Paper No. 57-4
Presentation Time: 11:25 AM
CHASING CENTIMETERS: A CASE STUDY OF FINDING AND APPLYING AN APPROPRIATE UNCERTAINTY FOR MORPHOLOGICAL SEDIMENT BUDGETING IN A LARGE RIVER
KAPLINSKI, Matt, School of Earth Sciences & Environmental Sustainability, Northern Arizona University, flagstaff, Flagstaff, AZ 86011, BUSCOMBE, Daniel D., School of Earth Sciences & Environmental Sustainability, Northern Arizona University, Flagstaff, AZ 86011, GRAMS, Paul E., Grand Canyon Monitoring and Research Center, U.S. Geological Survey, Flagstaff, AZ 86001, HAZEL Jr., Josepth E., Department of Earth Sciences and Environmental Sustainability, Northern Arizona University, Flagstaff, AZ 86011 and KOHL, Keith, Grand Canyon Monitoring and Research Center, Southwest Biological Science Center, U.S. Geological Survey, Flagstaff, AZ 86001
Sediment budgets are frequently used to understand the relationship between sediment transport and morphological change. Accurately quantifying the inputs, outputs, and storage of sediment in a dynamic system using a morphological mass balance approach is challenging at large scales and over long periods, which can lead to accumulations of large uncertainties in computed sediment volumes. Develop an understanding of the uncertainties associated with each component of the budget is therefore a crucial component of the budgeting process. In large rivers, sediment budgets based on measuring changes in channel topography are often accomplished by differencing Digital Elevation Models (DEMs) constructed from repeat surveys of the study reach. The uncertainty associated with each DEM is propagated through the budget calculations and determines the amount of detectable change. DEM uncertainty should contain components of both the raw measurement uncertainty and the uncertainty associated with the construction of the DEM.
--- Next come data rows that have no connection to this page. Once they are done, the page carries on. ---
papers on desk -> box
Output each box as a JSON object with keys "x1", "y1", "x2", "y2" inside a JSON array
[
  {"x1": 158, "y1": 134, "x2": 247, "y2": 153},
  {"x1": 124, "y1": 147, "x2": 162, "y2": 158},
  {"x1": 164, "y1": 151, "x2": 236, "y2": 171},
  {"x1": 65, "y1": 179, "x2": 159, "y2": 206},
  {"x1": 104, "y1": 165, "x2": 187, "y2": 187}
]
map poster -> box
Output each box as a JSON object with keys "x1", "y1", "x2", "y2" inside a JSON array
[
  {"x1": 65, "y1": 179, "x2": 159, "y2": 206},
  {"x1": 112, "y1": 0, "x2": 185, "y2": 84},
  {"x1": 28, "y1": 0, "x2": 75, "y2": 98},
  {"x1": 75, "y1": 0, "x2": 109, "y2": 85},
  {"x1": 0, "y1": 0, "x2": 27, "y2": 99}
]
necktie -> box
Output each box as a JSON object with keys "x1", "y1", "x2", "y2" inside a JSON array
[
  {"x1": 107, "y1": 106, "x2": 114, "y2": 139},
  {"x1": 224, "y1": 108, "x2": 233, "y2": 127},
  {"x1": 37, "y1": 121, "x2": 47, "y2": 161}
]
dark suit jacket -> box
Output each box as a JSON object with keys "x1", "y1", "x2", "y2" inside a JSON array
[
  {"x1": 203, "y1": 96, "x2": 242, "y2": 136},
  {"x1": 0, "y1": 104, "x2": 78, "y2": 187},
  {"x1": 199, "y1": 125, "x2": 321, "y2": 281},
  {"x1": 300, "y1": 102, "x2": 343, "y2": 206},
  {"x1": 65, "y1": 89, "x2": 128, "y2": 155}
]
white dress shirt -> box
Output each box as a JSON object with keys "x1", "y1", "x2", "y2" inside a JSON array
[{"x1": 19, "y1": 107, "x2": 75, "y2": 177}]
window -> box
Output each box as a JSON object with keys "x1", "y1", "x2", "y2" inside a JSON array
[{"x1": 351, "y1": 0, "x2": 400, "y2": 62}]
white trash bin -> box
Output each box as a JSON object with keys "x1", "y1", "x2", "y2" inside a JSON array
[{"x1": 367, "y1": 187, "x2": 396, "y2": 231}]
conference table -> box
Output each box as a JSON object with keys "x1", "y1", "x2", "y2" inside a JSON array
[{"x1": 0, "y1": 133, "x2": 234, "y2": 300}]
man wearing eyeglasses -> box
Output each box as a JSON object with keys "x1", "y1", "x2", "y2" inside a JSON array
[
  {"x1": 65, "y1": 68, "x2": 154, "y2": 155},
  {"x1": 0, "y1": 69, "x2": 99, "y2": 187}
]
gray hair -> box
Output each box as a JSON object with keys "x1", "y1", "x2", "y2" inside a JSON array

We present examples of two different approaches to DEM uncertainty and their effects on the resultant sediment budget for a study reach of the Colorado River in Grand Canyon. One method uses the absolute difference between features that are assumed to not have changed between surveys, such as the tops of rocks which are termed here fiducial surfaces, and fuzzy inference system (FIS) modeling. The fiducial surface uncertainty estimate results in a scalar uncertainty for each data collection type that is applied to the entire DEM. Fuzzy inference is the process of mapping inputs (different sources of error) to outputs (volumetric uncertainty) using fuzzy logic. The FIS approach results in models of spatially distributed uncertainty (i.e. a unique uncertainty value per grid cell) that incorporates information derived from the DEM, such as surface roughness and slope.